Developer Grinding Gear Games refreshed Path of Exile’s very first act, adjusting some locations to make them more difficult. Coupled with other balance adjustments the studio made on character builds, Path of Exile absolutely does really feel more challenging.

When I talked to Grinding Gear basic manager Chris Wilson about this, he brought up how people felt about Path of Exile’s beta period years ago, how the Rhoas (fundamentally terror birds) had been, nicely, a terror for players when very first encountered in the swamps.
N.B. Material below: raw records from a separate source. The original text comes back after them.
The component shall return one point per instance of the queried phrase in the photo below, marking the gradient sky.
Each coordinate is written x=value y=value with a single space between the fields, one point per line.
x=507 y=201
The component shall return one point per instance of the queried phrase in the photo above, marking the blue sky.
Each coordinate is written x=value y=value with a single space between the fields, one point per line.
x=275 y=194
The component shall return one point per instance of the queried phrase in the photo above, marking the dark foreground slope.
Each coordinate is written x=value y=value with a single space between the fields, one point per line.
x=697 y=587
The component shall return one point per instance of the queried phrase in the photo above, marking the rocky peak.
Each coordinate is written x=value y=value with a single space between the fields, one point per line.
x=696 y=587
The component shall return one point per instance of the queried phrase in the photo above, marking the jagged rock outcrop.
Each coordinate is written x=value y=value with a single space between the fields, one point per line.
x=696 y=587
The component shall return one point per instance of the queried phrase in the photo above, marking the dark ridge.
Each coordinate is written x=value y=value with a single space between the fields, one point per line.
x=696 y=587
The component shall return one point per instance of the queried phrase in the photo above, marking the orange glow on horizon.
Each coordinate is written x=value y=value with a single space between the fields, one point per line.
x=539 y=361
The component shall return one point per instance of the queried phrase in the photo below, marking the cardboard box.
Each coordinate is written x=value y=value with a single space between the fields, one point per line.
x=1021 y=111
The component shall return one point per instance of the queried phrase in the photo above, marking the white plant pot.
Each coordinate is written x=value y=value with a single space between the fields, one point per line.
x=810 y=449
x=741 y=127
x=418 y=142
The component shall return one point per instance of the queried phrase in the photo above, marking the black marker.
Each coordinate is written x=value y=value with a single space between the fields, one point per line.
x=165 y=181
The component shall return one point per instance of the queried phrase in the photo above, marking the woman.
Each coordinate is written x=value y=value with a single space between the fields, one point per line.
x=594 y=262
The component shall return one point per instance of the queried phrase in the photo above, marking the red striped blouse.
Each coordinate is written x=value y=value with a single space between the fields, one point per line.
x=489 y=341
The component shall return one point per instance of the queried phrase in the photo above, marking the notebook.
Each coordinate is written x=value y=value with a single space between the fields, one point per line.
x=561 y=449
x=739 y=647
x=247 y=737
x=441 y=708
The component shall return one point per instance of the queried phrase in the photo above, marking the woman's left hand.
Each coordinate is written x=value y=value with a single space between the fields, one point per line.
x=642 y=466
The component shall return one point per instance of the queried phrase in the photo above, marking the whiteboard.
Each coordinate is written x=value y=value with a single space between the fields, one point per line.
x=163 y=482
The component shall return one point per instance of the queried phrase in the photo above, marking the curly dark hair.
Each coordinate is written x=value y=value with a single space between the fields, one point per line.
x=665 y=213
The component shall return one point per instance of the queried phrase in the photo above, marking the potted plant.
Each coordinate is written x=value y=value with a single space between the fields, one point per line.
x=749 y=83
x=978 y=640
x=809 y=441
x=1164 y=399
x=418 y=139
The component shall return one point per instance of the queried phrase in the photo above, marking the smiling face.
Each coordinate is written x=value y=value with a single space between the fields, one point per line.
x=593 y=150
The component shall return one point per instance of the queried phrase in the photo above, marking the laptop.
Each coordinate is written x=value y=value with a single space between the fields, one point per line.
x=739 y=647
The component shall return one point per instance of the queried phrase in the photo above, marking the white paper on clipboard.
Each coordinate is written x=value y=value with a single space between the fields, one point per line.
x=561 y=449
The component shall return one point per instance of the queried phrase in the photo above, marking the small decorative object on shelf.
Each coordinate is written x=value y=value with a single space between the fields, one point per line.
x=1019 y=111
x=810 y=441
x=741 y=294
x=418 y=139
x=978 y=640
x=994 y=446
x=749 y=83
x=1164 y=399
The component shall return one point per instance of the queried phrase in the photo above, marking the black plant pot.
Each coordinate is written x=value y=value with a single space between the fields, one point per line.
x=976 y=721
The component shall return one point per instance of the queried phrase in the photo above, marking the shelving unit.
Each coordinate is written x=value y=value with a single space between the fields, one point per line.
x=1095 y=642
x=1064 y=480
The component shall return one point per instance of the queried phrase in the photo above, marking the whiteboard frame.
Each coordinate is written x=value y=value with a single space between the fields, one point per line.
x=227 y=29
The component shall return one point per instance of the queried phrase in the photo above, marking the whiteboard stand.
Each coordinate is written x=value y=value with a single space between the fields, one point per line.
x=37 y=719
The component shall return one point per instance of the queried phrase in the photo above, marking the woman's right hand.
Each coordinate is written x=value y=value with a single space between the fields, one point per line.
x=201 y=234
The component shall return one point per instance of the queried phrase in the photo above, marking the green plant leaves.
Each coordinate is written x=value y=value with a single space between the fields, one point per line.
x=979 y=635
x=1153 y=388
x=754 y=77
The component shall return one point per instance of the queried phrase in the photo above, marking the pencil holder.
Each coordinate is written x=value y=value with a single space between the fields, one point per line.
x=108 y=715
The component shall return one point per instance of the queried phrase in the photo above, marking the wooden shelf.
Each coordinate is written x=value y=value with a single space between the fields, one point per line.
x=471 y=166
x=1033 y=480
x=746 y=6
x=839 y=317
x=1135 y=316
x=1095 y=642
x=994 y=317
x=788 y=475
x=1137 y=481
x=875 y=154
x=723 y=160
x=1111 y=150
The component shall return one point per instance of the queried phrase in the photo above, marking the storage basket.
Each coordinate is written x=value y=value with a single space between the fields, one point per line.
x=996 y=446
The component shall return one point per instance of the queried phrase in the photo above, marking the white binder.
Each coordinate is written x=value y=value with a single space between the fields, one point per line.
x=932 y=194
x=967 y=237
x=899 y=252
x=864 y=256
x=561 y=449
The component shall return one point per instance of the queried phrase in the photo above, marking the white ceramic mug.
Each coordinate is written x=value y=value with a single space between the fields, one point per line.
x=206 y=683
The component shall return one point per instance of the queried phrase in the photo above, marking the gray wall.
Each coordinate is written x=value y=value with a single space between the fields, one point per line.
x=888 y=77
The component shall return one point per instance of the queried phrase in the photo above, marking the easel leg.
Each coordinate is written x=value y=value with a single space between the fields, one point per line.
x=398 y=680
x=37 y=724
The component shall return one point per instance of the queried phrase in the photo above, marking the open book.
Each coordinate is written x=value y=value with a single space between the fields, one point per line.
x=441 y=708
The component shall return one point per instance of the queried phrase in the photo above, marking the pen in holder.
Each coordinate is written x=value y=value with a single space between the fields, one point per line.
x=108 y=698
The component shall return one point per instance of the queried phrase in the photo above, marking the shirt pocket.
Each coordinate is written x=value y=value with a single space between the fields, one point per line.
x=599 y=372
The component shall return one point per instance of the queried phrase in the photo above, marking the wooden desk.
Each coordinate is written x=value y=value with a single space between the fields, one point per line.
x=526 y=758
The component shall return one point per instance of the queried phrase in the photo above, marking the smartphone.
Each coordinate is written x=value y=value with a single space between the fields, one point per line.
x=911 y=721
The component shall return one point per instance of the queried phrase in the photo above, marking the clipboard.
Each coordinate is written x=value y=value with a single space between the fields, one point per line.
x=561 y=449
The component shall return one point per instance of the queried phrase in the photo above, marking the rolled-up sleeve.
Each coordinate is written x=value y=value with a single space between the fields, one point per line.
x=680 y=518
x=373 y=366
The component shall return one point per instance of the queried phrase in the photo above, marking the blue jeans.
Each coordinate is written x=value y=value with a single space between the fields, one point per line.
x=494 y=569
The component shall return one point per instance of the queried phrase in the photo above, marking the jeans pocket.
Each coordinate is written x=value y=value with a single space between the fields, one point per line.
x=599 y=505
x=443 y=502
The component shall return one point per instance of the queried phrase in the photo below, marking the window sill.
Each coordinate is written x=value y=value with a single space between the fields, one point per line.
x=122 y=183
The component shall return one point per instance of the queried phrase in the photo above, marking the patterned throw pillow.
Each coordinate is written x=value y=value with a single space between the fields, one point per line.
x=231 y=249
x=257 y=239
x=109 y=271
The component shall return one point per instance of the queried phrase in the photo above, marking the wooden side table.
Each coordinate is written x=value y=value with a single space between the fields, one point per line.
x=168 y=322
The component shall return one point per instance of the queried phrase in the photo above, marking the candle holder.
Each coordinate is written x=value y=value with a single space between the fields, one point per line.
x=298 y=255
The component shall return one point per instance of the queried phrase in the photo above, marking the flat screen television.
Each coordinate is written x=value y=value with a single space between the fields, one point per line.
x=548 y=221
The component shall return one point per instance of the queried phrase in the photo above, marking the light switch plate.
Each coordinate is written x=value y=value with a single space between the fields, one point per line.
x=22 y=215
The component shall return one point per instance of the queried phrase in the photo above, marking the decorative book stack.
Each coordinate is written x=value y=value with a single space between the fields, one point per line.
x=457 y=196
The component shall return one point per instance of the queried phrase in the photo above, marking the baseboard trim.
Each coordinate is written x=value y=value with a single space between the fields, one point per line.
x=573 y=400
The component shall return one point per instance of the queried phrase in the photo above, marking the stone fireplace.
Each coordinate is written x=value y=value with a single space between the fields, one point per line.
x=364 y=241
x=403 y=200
The very first time I went via their region in the revamped very first act, the Rhoas mounted their assault as I looked for their eggs, and I fended it off. It did really feel more lethal than ahead of, as did other locations (like the goatfolk-invested hills). As significantly as I enjoyed it, even though, I wished we had new locations to discover.

I got a comparable vibe from Neverwinter’s refreshed introduction. It mashed a bunch of older content into a new 20-level “intro” campaign. Once you dispense with this, you achieve access to the other campaigns and adventuring zones. However, this meant operating via creaky content such as Neverdeath Graveyard and Vellosk. I’ve been even though these many occasions more than the years, and I had no need to run via them once again. I did, but it was challenging to push via. I nonetheless haven’t hit level 20, in spite of wanting to get to some locations that I’ve missed.

I do have a hope for new locations in Path of Exile, even though not in the original game. Path of Exile 2 is on the horizon, soon after all. As for Neverwinter, I guess I’ll push via and get to the stuff I want to play.

I just want there had been an less complicated way for studios to supply fresh intro experiences for veteran adventurers to roll up new characters in older MMOs and on the web games.

Goodbye, my buddies

Yes, one of Dragon Quest XI's main characters turns into a Mardi Gras float.

Image Credit: Jason Wilson/GamesBeat

This is my farewell column. In my nine years right here at GamesBeat, I’ve covered a lot of RPGs. It’s my passion, and I dig writing about the large ones or the little ones, triple-A or indie. I want to thank each developer that is taken the time to speak to me more than the years, and I also want to thank our readers for taking the time to study our articles and engage with us on social media.

My favored component of this job was when people would let me know what they believed about a game I had written about. I even gave out some prizes to you for reading The D20 Beat.

As I prepare to leave, I wanted to leave you with my list of the favored RPGs I’ve played because starting my time at GamesBeat. I hope one of your favorites (or more) is on this list as nicely.

  • Darkest Dungeon
  • Dragon’s Dogma
  • Dragon Quest XI: Echoes of an Elusive Age
  • Final Fantasy XV
  • Loop Hero
  • Pillars of Eternity II: Deadfire
  • Persona 4 Golden
  • Path of Exile
  • Pathfinder: Wrath of the Righteous
  • Slay the Spire

Be nicely. And may perhaps you roll more essential hits than epic fails.